[ShardedDDP] Handle transition to eval + parameter change

blefaudeux commented 3 years ago

🐛 Bug

Reported by @SeanNaren, after a successful training the switch to eval() is not properly taken into account, and the grads are marked as "waiting to be reduced" while they should not (we're in eval..)

visionscaper commented 3 years ago

I’m trying to understand what effect this bug could have on training loss, if any, when one switches to and from eval() between training iterations. Could you shed light on this @blefaudeux? I recently tried ShardedDDP and observed degraded training performance. I also know that I switch to eval mode between iterations to calculate validation set loss. Hence the question.

blefaudeux commented 3 years ago

oh, this materialized (as Sean saw it) as an assert firing (here), so it should not have gone unnoticed. If this assert was not fired then it should have taken network bandwidth (and thus speed) if you're calling .backward() somewhere, nothing more, so it should not have been anything super serious unless I'm missing something.

Could you elaborate on the degraded training performance ? you should get exactly the same results as DDP when the settings are the same, anything different is a bug, I would like to know more

blefaudeux commented 3 years ago

to elaborate, what can change is if you switch on ShardedDDP, see that you have some free memory and bump up the batch size & LR when compared to DDP. Depending on your training, you can definitely arrive to a LR/batch combination which degrades the accuracy, but it's not a bug in that case, this has to do with the dynamics of training (and the optimizers having a hard job :)). AdaScale can help you with that.

If this is something else (same settings but worse accuracy than DDP) then something is definitely wrong, please help me root it out !

visionscaper commented 3 years ago

Hi @blefaudeux, thanks for responding so swiftly. No, this is not because I changed the batch size/LR settings; the degradation occurred under the same conditions. I need to make some time, but if I do, I will publish some results and info here.

visionscaper commented 3 years ago

Hi @blefaudeux,

Please find my experiments results here:

Model FP16?	Use ShardedDDP (No/FP32/FP16)	Tr. loss @ 200 iter	Val. loss @ 200 iter	Memory usage per GPU.	Avg. batch training time.
FP32	No	5.012	5.126	~9.5GB	1341ms
FP32	FP32	5.362	5.513	~8.8GB	987ms
FP16	No	5.002	5.139	~7.6GB	1163ms
FP16	FP16	5.358	5.513	~7.1GB	1139ms
FP16	FP16 reduce_buffer_size=0	5.358	5.512	~7.0GB	1127ms
FP16	FP16 zero_grad() fix	5.372	5.523	~7.1GB	1146ms

As you can see, when using ShardedDDP, the loss is significantly higher after 200 batch iterations, both when using mixed precision and without mixed precision.

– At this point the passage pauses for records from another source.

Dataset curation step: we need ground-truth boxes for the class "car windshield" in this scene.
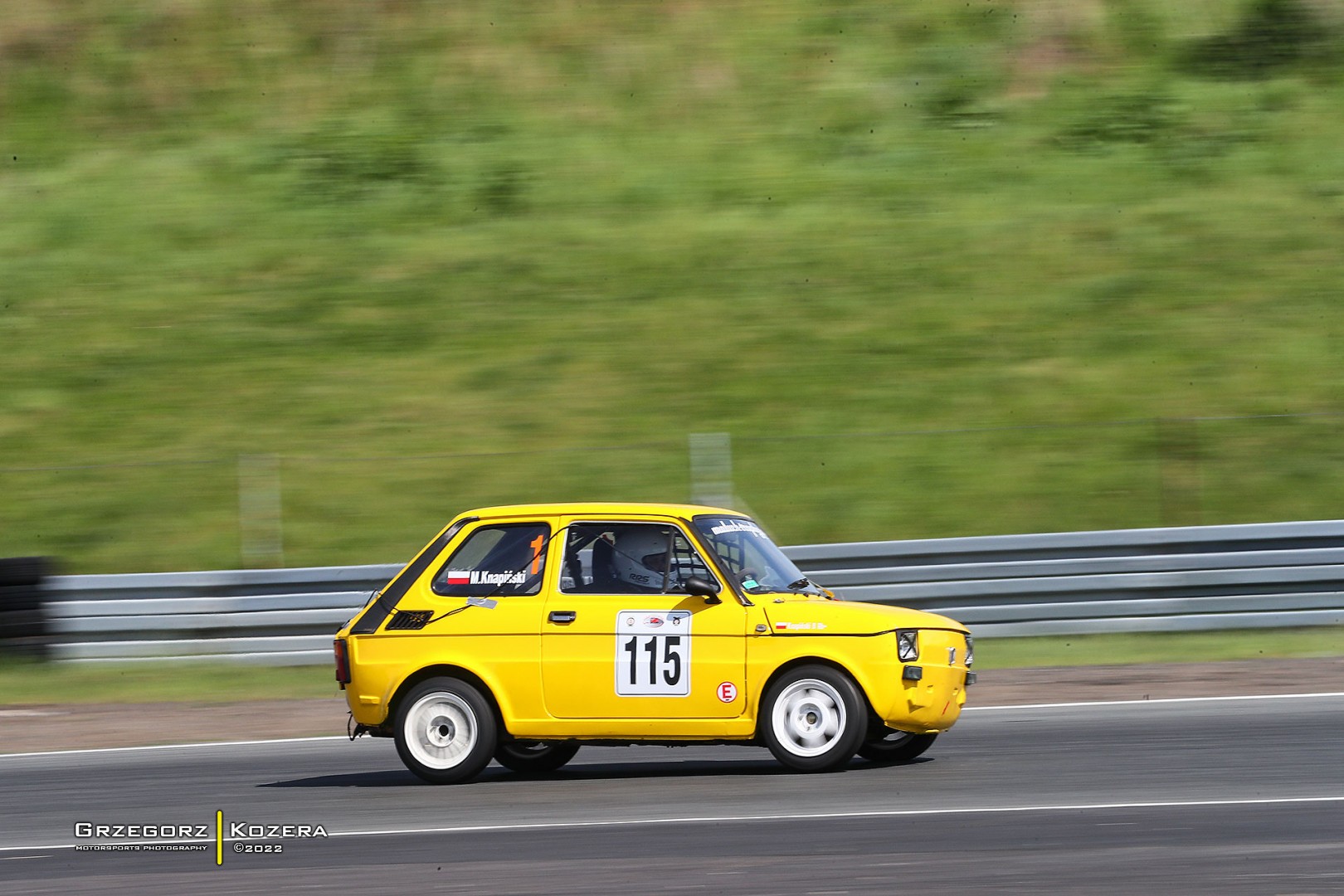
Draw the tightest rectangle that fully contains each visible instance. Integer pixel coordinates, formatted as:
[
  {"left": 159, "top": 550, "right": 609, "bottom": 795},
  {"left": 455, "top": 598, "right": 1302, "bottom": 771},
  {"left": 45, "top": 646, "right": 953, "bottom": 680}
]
[{"left": 695, "top": 516, "right": 825, "bottom": 594}]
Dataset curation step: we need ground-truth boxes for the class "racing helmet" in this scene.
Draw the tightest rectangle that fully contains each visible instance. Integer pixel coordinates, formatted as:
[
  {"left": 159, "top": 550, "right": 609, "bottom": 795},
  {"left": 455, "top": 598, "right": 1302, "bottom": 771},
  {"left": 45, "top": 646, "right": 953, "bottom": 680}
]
[{"left": 611, "top": 527, "right": 670, "bottom": 591}]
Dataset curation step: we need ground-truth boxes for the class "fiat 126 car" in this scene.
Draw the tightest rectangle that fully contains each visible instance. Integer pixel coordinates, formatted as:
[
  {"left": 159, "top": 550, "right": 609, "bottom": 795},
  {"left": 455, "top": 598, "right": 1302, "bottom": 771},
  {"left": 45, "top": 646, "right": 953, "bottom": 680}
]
[{"left": 334, "top": 504, "right": 975, "bottom": 783}]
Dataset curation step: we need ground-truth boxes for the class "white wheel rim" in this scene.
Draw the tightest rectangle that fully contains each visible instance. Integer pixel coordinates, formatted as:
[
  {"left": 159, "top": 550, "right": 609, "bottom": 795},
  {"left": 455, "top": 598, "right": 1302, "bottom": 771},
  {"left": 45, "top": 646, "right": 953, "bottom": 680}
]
[
  {"left": 406, "top": 692, "right": 479, "bottom": 768},
  {"left": 770, "top": 679, "right": 845, "bottom": 757}
]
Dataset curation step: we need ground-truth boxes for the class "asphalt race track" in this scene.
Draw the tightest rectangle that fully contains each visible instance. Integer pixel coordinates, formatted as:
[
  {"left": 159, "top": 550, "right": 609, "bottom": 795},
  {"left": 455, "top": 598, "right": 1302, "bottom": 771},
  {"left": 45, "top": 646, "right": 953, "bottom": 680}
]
[{"left": 0, "top": 694, "right": 1344, "bottom": 896}]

Details about the model architecture that might be relevant:

It's a multi-turn neural conversation model, because it is multi turn it has a lot of activation data, hence sharding of gradients and optimizer state is less effective in reducing the memory size (activation checkpointing has a more significant effect)
In principle it is an extension of a 'classic' sequence-to-sequence model, in this experiment I'm using using GRUs.
The model contains LayerNorm and dropout layers
There is an embedding layer that is called when using the encoder and decoder
The decoder is called mutliple times (= max. sequence length = 40 in this experiment) in a for loop because the sequence is predicted auto regresively

Further details about the experiments:
Experiment performed on a single node with three consumergrade GPUs (Nvidia 1080Ti)
Batch size constant at 8
LR constant at 2e-4, no LR scheduling
Used the Adam optimizer
FP32 = no mixed precision applied, FP16 = mixed precision applied
When using mixed precision, and applying ShardedDDP & OSS, ShardedGradScaler was used, with conventional DDP the torch.cuda.amp.GradScaler was used.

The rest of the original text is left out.